Terry N4TLF n4tlf at wb4jfi.com
Tue May 30 13:07:40 EDT 2017


Hey Alex,
If you mean that you are saving to disk the raw ADC samples, then the files will be the same size, regardless of how many or how few signals are there.  No signals just means a lower value will be recorded to the disk.  But probably very few 0x0000 values.  More stations just means more recorded samples with higher values.  The file size will depend only on number of bits per sample, the sample rate, and the length that samples are recorded.

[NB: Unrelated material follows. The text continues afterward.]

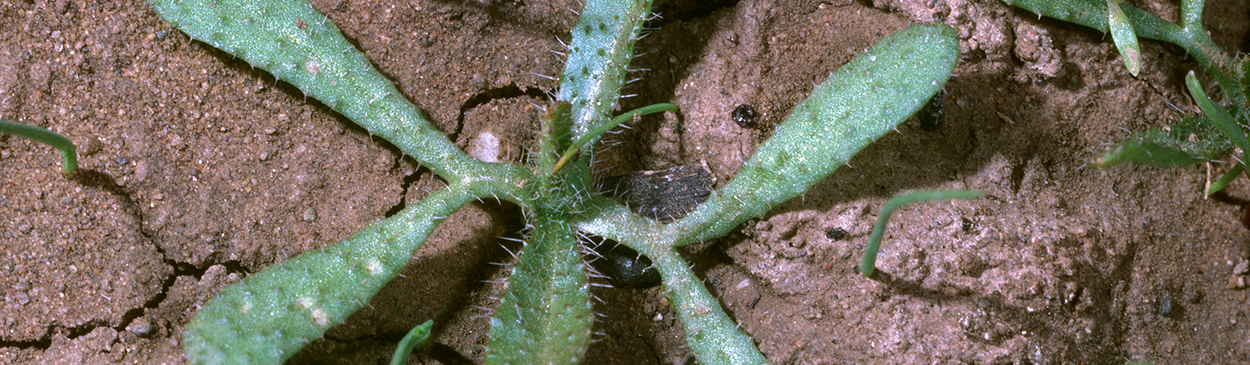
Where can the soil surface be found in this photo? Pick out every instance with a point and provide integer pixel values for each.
(200, 170)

Same with noise versus no noise.  This all assumes NO fancy compression techniques are used on the file.  No noise means sample values will be closer to zero, noise means more randomness of, and higher values in the samples.
73, Terry, N4TLF


From: Alex Fraser 
Sent: Tuesday, May 30, 2017 12:54 PM
To: AMRAD Tacos 
Subject: Re: Three new SDRs in the shack

I was thinking this morn, probably the coffee.  
So if you record to disk I would think that if you captured a portion of the spectrum with many stations that the file size would be greater than a less busy part of the spectrum.   Is that true? Then I thought if you recorded a part of the spectrum with noise at a certain level and then recorded another part of the spectrum with a higher noise level, then would the 2 files sizes be the same or different? I'm ignoring OS overhead.
I'm sure there is a mathematical explanation for this and if need be I WILL drink more coffee...

Terry Fox wrote on 5/29/2017 8:46 PM: 
  I have recently purchased three new SDRs for testing and playing with.  Up front:  I have NO RELATIONSHIP with any of these companies, other than being a customer, who paid full-price for everything. 

  1/2:  BooyaSDR 
  The first two are BooyaSDR units.  These are different than almost all other SDRs available to RF enthusiasts at the moment, in that they sample the RF input directly, then send ALL those samples to the host computer.  No FPGA or other device to reduce the amount of samples.  The host computer then does all the computations to show the FULL bandwidth of their respective input.  The software shows this spectrum display in a series of waterfalls stacked on top of each other.  I purchased one of the 100MHz full SDR & antenna, and then a 16MHz digitizer set, less antenna.  I also have a 64MHz oscillator that I can put in place of the socketed 100MHz oscillator, so I can test the boards at that lower rate.